Second, of the narrowly construed conception, an anti-philosopher might ask, What good are we doing clarifying these esoteric problems anyway? You suggest we will be able to "debunk epistemic pretense". Sounds good, but does that ever happen in practice? It does not appear to me that philosophical criticisms of epistemic overreach (for example, of particularly extravagant religious claims) have more real power than non-philosophical criticisms. (Note that there is probably a sense in which any meaningful criticism is 'philosophical', but here I mean philosophical specifically as related to the academic discipline and formal training therein).

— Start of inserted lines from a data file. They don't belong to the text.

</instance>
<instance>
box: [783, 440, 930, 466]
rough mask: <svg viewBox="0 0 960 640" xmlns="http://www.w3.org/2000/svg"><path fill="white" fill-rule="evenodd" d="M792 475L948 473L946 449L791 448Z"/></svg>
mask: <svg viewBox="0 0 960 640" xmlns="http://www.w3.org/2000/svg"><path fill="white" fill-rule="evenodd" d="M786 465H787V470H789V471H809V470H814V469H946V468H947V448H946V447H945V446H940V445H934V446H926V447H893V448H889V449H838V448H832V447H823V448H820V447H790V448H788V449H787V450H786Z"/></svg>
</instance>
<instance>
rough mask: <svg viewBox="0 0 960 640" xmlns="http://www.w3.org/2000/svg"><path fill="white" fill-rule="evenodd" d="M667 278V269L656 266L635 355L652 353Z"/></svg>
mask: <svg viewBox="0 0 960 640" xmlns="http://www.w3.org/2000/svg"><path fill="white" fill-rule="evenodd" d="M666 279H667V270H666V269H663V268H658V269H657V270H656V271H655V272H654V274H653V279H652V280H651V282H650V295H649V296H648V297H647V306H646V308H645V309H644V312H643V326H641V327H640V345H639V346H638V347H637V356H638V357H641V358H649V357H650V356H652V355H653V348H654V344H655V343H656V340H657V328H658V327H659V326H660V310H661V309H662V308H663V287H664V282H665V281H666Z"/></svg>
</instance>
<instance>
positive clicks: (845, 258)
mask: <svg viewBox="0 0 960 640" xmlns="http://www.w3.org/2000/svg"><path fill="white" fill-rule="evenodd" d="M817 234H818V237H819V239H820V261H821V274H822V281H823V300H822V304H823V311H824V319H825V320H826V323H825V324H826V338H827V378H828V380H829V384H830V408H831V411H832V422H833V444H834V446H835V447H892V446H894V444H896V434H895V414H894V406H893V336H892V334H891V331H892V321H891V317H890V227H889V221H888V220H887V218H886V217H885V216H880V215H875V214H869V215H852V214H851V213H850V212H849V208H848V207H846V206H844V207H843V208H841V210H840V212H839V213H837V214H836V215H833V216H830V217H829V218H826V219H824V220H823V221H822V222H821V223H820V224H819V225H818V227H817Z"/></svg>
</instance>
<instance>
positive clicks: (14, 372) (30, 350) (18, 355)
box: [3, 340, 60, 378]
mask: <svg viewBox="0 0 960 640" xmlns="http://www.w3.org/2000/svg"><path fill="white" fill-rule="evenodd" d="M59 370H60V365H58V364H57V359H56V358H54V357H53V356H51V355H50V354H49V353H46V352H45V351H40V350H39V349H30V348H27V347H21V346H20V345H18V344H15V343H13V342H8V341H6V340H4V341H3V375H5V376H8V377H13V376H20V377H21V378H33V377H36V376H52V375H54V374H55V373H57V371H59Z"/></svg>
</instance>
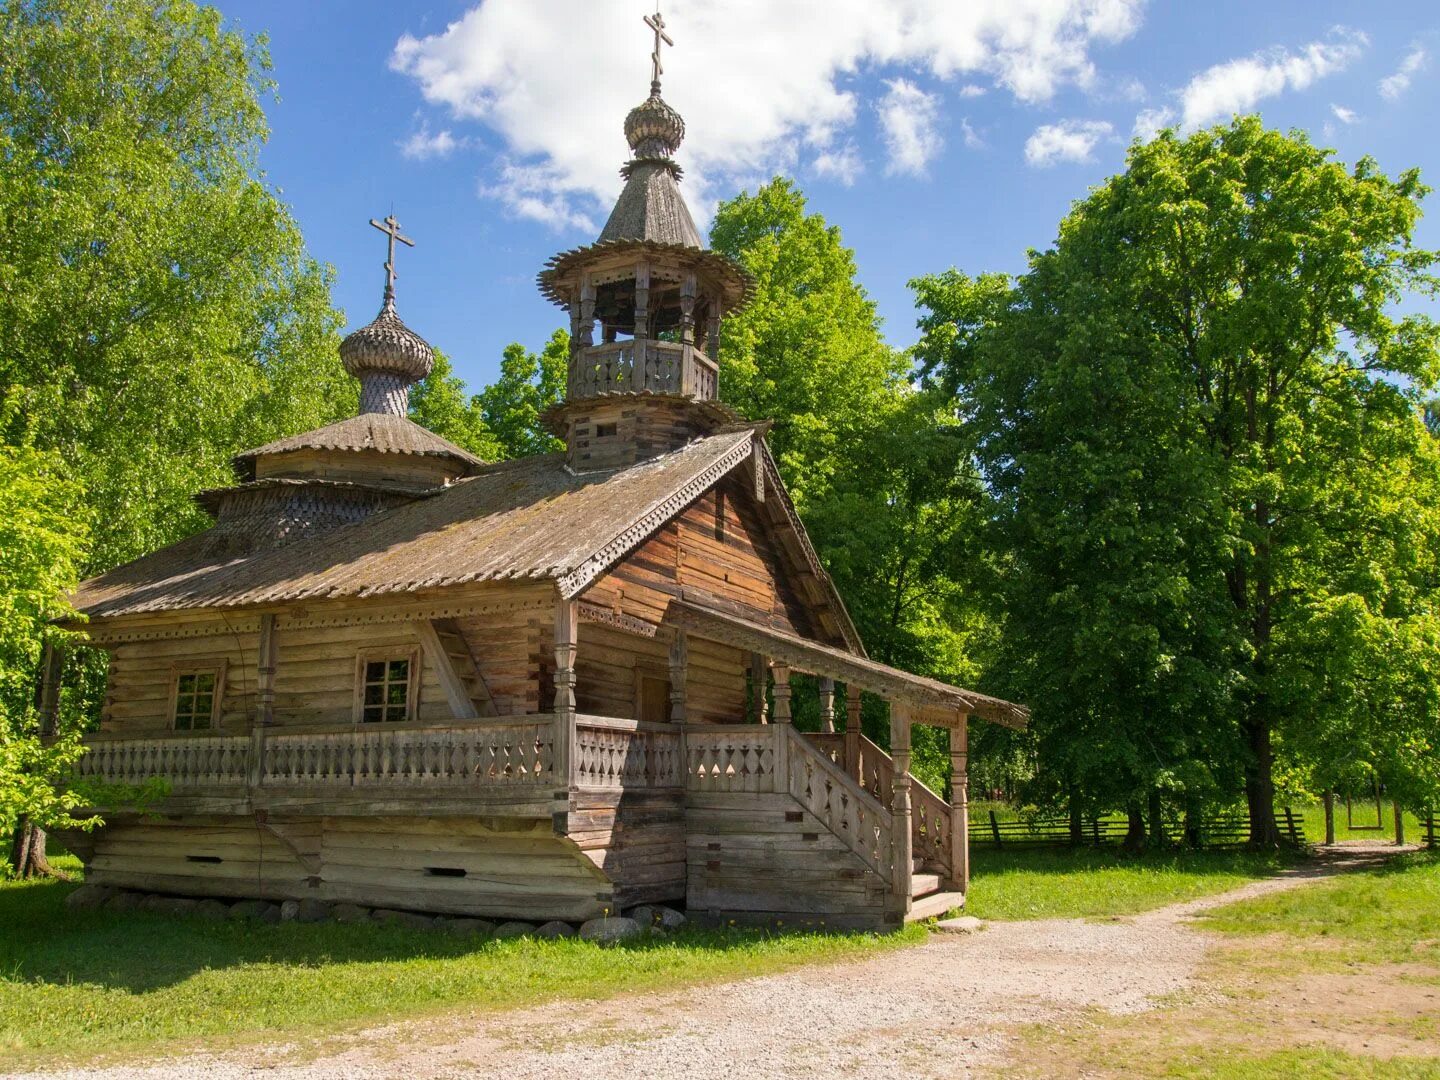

Posted by: diotimajsh | Tuesday, August 04, 2009 at 04:21 AM
You are not getting my point. The point is not that the speculations of the Ionian nature philosophers or later Greek thinkers of the classical period had the value of solid scientific results, but that in ancient Greece there arose a way of thinking that attempted a rational explanation of nature, a way of thinking that broke radically with mythical ways of thinking. That new way of thinking was philosophy in the broad sense that encompasses all rational inquiry.
Your second question doesn't merit a response.
Sorry to be so abrupt, but comments weren't supposed to be turned on on this post in any case. I no longer accept comments except in rare cases.